FX algos offer corporate risk managers a well-established technology tool that can, ideally, lower trading costs while increasing speed and efficiency without moving the market when the need to trade falls outside the window of optimal liquidity in the forex market. Algos allow managers to define specific trading rules based on timing, price or quantity to determine trade execution parameters, such as waiting for the market to reach a level where they want to buy or sell instead of taking the current price—including the spread—that a bank is offering at spot.

  • But corporates need to weigh the benefits of algos against the execution risk of using an automated instrument that trades currency over time, meaning the market may move against it. That’s one of the considerations about the tool that arose at the fall meeting of NeuGroup for Foreign Exchange where peer group leader Julie Zawacki-Lucci moderated a discussion between the FX risk manager of a mega-cap corporate and Justin Mitrani, head of electronic fixed income and currency sales in the Americas at Societe Generale, which sponsored the meeting.
  • Execution risk, opportunity cost and the work it takes to both understand algos and execute trades with them may help explain why fewer than one-third of NeuGroup members in attendance said they use algos. Also, some risk managers may need to convince finance leaders to approve the use of algos or change their treasury policy.
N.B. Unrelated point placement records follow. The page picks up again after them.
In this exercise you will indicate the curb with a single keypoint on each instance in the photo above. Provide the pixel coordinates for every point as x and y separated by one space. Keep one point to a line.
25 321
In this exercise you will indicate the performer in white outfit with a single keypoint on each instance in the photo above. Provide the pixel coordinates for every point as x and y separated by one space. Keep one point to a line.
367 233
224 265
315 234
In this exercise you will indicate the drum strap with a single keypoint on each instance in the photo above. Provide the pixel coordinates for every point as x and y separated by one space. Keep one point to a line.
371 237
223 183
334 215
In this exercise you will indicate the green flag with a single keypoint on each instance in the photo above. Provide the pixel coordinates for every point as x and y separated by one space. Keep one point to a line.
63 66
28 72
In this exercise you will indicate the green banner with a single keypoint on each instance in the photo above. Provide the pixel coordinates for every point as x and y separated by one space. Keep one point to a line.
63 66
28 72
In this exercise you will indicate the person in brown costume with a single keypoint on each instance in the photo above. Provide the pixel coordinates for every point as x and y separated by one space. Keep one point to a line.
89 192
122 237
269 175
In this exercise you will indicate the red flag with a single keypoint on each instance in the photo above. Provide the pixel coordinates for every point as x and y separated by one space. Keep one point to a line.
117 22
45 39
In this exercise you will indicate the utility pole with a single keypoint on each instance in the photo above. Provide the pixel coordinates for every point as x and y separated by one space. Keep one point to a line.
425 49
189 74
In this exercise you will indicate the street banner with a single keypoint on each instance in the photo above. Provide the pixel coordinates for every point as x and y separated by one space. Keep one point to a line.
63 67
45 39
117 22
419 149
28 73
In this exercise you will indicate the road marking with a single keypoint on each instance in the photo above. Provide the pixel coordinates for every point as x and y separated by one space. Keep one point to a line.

Types of algos. So-called passive algos are the most common type used by corporates looking for an alternative to locking in a price in what practitioners call a risk transfer trade with a bank that offers a bid-ask spread. The bank takes the risk and the corporate must “cross the spread” to secure a fixed price. By contrast, a company using a passive algo can set a limit price and may “capture the spread” if another FX market participant takes the other side of the trade. The potential cost savings over a large number of trades during the course of a year can total millions of dollars compared to using risk transfer trades, members said.
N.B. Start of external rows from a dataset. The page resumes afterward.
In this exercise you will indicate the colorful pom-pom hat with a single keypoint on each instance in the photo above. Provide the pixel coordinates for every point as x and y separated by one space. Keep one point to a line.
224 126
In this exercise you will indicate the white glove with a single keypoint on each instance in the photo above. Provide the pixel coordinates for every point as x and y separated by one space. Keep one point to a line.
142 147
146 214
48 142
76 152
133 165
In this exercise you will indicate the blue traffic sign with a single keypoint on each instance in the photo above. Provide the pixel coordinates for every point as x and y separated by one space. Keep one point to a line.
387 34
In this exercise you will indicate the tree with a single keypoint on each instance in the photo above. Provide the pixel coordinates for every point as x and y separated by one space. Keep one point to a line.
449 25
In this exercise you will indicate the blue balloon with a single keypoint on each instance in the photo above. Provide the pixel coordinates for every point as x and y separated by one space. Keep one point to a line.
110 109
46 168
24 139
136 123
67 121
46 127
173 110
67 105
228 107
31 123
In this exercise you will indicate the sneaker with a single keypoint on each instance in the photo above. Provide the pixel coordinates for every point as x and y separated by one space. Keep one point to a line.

  • The execution risk that the market moves against the corporate while it waits, though, creates the possibility of opportunity cost, Mr. Mitrani said about using an algo instead of locking in a price. “Clients have to weigh, ‘what is my opportunity cost for not transacting immediately?’”
  • He described other algos, including those that are time- or volume-based that try to replicate the currency’s time weighted average price (TWAP) or volume weighted average price (VWAP) during the life of the trade.
  • Opportunistic algos, another kind, attempt to take available liquidity; the client ends up crossing the spread, but because the algo has aggregated liquidity from multiple sources, they may obtain a better overall price because of the spread compression achieved, Mr. Mitrani explained. Few corporates use these, he said.

Using the tool. The member who uses algos has employed them more often as technology improves, and noted that he is able to enter algo trades electronically in his trading platform, FXall. He does not use them daily and considers algos “part of the toolbox” that account for about 10% of his total trading volume.
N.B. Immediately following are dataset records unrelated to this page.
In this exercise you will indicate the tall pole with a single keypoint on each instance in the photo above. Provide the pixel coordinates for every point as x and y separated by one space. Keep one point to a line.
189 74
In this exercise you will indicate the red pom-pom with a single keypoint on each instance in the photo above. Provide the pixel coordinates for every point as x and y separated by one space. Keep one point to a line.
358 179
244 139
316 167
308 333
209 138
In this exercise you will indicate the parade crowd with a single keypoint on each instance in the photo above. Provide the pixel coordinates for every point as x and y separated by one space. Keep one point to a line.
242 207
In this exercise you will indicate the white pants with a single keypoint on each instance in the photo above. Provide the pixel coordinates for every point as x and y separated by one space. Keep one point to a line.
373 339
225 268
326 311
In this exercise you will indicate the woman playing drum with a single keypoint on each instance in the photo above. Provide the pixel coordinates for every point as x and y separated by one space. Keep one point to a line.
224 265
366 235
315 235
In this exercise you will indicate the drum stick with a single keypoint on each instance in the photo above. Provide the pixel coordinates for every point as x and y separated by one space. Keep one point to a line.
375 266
  • The member’s company only hedges balance sheet exposures and uses algos, for example, when it needs to do a spot trade to make a large FX payment to fulfill a contract. The member also turns to algos to hedge changes in forecasts that are greater than $50 million.
  • He noted that most banks only offer algos for spot trades, which must be rolled forward to work as a balance sheet hedge. Mr. Mitrani said if a client is using an algo offered by Societe Generale, the bank will price the forward.

When to use the tool. Mr. Mitrani said he sees more use of algos on larger trades or for emerging market currencies. “If market conditions are challenging, an algo can help you tap into additional liquidity sources,” he said. In addition, “when markets are volatile, and generally spreads widen, you get the benefit of spread compression through aggregation and access to an increasingly fragmented FX market. And because markets are moving, there is potential to capture spread.”

  • Both the member and Mr. Mitrani said algos provide flexibility for risk managers who have a view on the market. “If you think the market is coming toward you in your trade, you have the ability to slow your trade down and let the market come to you so you can capture more spread,” Mr. Mitrani said.
  • The member said algos are also useful for executing trades in overseas markets overnight. Timing also comes into play when a large spot trade comes in during illiquid hours and the banks’ bid-ask spreads are extremely wide. In this case, he can avoid the cost of risk transfer to the bank and use a passive algo that allows him to “capture the mid”—the middle of the spread between a currency’s bid and ask rates.
  • These algos may take a couple of minutes or longer to execute the trade and are among the most successful when the market is hardly moving, he said. One reason is the aggregation of liquidity over time.
  • Another NeuGroup member, at an earlier session, said it’s especially important that an algo is stealthy in an illiquid market. “You cannot have a stealthy algo that does not know market liquidity,” he said. He gave the example of putting on a Chinese currency trade on a Friday afternoon that moved the market “like an elephant walking in.” To guard against elephants, he measures the average market mid five minutes before algo execution and five minutes after it.

Goals and benchmarks. Both the risk manager member and Mr. Mitrani agree that corporates considering or using algos need to know why. “The client should have a clearly defined benchmark going into the trade. What are they trying to accomplish?” Mr. Mitrani said.

  • Being clear on the goal and the benchmark will help determine what to do if the market moves against you. “How do you handle it if you’re starting to lose on the trade? When do you say I want to finish this trade and move on more quickly,” he added.
  • Mr. Mitrani echoed the member in underscoring the value of algos as an execution tool offering another option to trade foreign currency. Through this lens, he said, “it becomes more a matter of clients creating what their execution workflow is, when they want to do a certain trade a certain way, what are those parameters and finding the choice that works best for them.”